Representative Fluid The fluid selected to represent the predominant fluid available for release from a specific equipment item.
Concentration of toxic fluid in a mixture The weight-per cent of toxic fluid in a mixture with a non-toxic fluid. As a general guideline, an increase greater than 10% warrants re-review.
Fluid phase Input as either a liquid or a gas in RBI, this value reflects the predominant phase of fluid at the operating conditions associated with the assigned deterioration rate, pressure, and temperature.


Companies may also agree on other variables being critical, it is important to register what variables must be reviewed in every reassessment cycle.

Risk Analysis

With the above information, new risk calculations can be performed to help prioritize and focus the inspection efforts for equipment. The new information must be added individually to each asset’s Risk model at the Risk Analysis area of the RBI Module. Once the risk calculations are completed, a new risk ranking will be available – the risk analyst is expected to assess the results and check whether the risk is at an acceptable level. If the risk is not at an acceptable level, the risk analyst is expected to investigate options to reduce risk to as low as reasonably practicable.
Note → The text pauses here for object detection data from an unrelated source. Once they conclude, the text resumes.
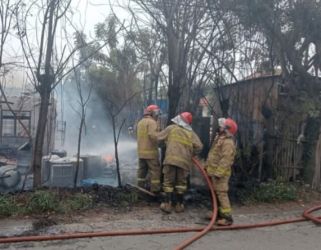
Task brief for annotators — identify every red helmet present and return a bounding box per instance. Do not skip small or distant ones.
[224,118,237,135]
[146,104,159,111]
[144,104,160,115]
[180,112,193,124]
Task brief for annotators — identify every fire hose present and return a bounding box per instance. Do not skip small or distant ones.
[0,158,321,250]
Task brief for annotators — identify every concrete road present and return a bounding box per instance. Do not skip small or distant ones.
[0,222,321,250]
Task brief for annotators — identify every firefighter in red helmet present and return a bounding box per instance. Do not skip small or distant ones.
[157,112,203,213]
[137,105,161,193]
[206,118,237,225]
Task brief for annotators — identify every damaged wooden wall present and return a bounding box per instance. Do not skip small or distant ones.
[214,76,303,183]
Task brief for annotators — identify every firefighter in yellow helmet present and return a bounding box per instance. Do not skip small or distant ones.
[137,105,161,193]
[206,118,237,225]
[157,112,203,213]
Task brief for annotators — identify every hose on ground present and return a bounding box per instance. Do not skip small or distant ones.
[0,159,321,249]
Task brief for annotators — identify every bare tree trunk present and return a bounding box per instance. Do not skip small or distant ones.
[312,129,321,190]
[74,115,85,188]
[112,116,122,187]
[32,87,50,188]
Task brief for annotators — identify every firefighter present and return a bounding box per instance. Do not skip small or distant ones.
[206,118,237,225]
[137,105,161,194]
[157,112,203,213]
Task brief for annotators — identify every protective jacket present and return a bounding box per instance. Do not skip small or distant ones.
[157,124,203,171]
[137,116,158,159]
[206,134,236,177]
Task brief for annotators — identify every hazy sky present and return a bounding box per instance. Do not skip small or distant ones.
[4,0,128,86]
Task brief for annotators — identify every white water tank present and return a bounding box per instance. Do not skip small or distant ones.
[42,157,84,188]
[0,165,21,192]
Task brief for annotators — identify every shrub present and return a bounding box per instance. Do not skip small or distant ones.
[243,181,298,202]
[0,195,18,217]
[27,190,59,213]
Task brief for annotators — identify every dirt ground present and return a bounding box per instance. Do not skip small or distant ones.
[0,188,321,250]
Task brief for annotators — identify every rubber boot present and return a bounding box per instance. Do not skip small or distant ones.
[216,214,233,226]
[175,194,185,213]
[160,193,173,214]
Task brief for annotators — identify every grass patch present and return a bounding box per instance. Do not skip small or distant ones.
[0,190,93,217]
[239,181,298,204]
[0,195,18,216]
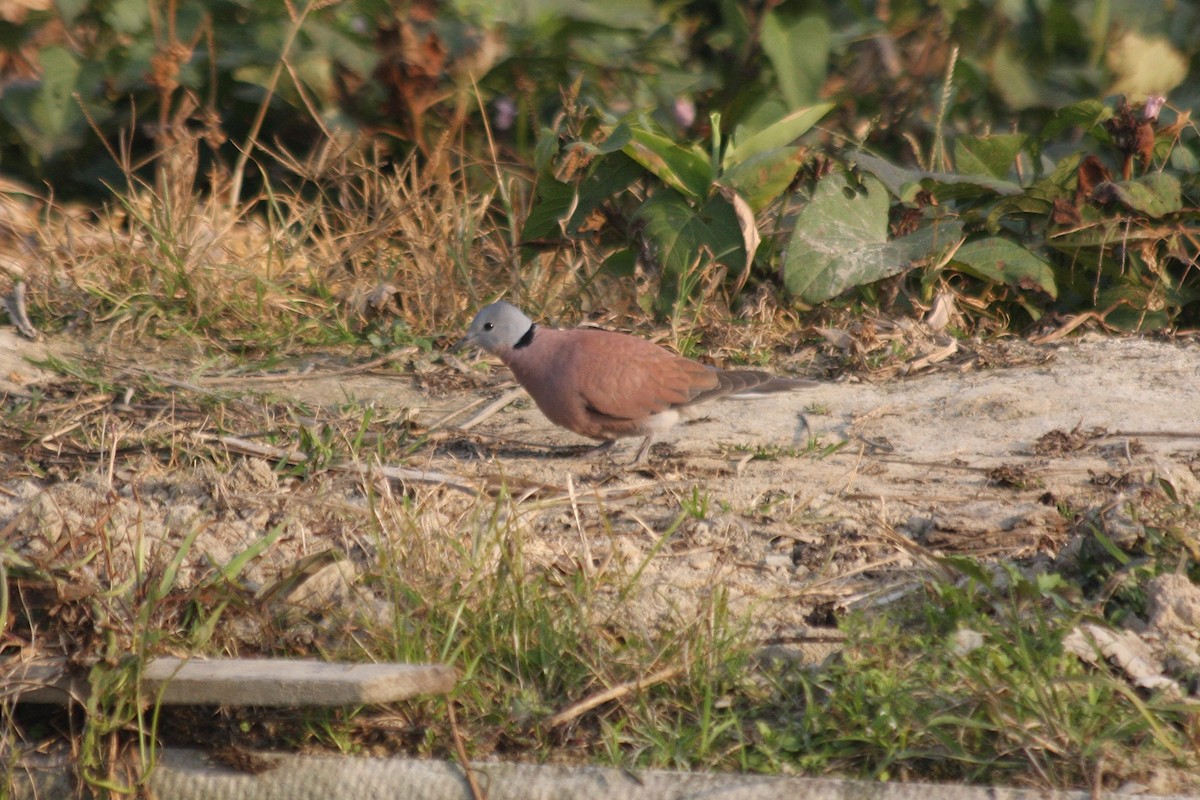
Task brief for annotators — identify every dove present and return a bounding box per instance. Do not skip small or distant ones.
[454,301,817,464]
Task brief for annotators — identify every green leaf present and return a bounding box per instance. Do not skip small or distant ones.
[952,236,1058,297]
[1093,173,1183,218]
[954,133,1025,180]
[1040,100,1112,143]
[722,103,833,169]
[848,152,1024,200]
[636,191,746,313]
[720,148,806,211]
[521,176,576,241]
[521,152,642,241]
[0,44,90,161]
[782,174,962,303]
[623,121,715,200]
[761,7,830,109]
[596,122,634,155]
[101,0,150,35]
[533,127,558,175]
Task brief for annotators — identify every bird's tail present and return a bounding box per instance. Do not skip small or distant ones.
[692,369,821,403]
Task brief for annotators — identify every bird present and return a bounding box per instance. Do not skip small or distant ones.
[454,300,817,464]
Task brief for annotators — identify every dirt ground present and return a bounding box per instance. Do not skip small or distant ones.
[0,330,1200,686]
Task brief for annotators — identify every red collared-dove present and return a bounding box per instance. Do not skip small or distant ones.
[455,301,816,464]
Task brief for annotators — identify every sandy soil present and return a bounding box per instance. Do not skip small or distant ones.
[0,331,1200,690]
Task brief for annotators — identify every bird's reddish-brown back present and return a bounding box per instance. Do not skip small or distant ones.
[502,327,718,438]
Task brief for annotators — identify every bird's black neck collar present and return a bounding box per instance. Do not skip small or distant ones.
[512,324,538,350]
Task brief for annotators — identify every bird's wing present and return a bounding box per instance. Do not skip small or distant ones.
[572,331,718,420]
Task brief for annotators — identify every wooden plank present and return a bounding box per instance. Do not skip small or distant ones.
[0,657,457,706]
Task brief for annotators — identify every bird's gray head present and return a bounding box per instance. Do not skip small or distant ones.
[455,300,534,355]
This investigation may require the analyst to run What-if scenarios to understand how certain variables are impacting risk calculations and to understand future risk. Once the risk is understood, the next step in the process is creating a mitigation plan.

Mitigation Planning

A new Mitigation Plan is developed to identify the types, amounts, and frequency of inspections that should be performed to manage the updated risks and ensure the integrity of each equipment item.

These plans are created and managed in AllAssets at the Mitigation Plan.